Choć już ubiegły tydzień stał pod znakiem rekordowych podwyżek, ceny oleju napędowego nadal się nie zatrzymały. PKN Orlen poinformował o kolejnym wzrośnie, zwiększając hurtową cenę tego paliwa do 7,669 złotego za litr. Co więcej, jest to cena podawana bez podatku VAT, który jeszcze do końca roku pozostaje obniżony do 8 procent. Jeśli więc uwzględnimy te dodatkowe 8 procent, cena brutto, której można spodziewać się na przydrożnych pylonach, znacząco przekracza już 8 złotych. To prawdziwy rekord, którego jeszcze nigdy w Polsce nie odnotowano (pomijając oczywiście okres przed denominacją).
Również na stronie PKN Orlen (tutaj) można sprawdzić archiwum cen oleju napędowego z ostatnich lat. Wystarczy jego krótkie przejrzenie, by uświadomić sobie przed jak gigantycznym wzrostem kosztów stanęli przewoźnicy drogowi. Obecna cena netto jest bowiem dokładnie dwukrotnie wyższa niż w lutym 2021 roku, czyli ledwie półtora roku temu.

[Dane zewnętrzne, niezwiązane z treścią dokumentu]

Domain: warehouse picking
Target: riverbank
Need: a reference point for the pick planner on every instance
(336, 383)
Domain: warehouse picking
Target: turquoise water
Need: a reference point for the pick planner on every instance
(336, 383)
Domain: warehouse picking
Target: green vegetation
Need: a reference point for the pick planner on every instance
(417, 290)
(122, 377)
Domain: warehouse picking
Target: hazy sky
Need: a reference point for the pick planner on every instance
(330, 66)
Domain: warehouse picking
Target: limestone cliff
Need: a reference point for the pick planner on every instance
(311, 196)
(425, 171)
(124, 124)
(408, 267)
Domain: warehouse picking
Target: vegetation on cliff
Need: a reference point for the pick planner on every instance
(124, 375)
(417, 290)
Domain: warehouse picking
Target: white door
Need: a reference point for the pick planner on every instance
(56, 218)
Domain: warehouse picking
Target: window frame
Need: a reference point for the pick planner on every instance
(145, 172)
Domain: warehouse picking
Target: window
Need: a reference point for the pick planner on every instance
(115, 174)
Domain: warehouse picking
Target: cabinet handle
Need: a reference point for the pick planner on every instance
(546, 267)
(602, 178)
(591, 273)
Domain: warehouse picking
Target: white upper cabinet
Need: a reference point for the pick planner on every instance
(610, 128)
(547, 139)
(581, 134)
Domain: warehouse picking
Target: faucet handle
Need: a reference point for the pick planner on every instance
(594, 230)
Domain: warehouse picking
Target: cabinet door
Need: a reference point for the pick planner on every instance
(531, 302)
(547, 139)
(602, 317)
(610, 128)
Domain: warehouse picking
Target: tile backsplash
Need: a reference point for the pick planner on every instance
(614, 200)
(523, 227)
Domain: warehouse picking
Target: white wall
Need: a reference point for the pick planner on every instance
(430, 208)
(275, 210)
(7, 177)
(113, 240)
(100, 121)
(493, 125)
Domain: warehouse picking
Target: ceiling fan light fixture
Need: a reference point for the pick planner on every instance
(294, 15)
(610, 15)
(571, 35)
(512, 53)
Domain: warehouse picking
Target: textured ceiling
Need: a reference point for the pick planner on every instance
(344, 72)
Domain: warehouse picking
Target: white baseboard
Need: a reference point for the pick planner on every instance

Dlaczego natomiast olej napędowy drożeje tak bardzo, podczas gdy cena benzyny bezołowiowej utrzymuje się na względnie stabilnym poziomie, a wręcz jest niższa niż latem bieżącego roku? Jak wyjaśniają to eksperci, jest to kwestią uzależnienia wielu branży od oleju napędowego, w tym oczywiście też branży transportowej. Nie jest żadną tajemnicą, że właściciele ciężarówek lub zakładów produkcyjnych po prostu muszą zakupić paliwo, nie mogąc sobie pozwolić na ograniczenie zużycia z uwagi na wysokie ceny. Jeśli więc gdzieś muszą zachodzić podwyżki, branża paliwowa chętniej przekłada je właśnie na olej napędowy.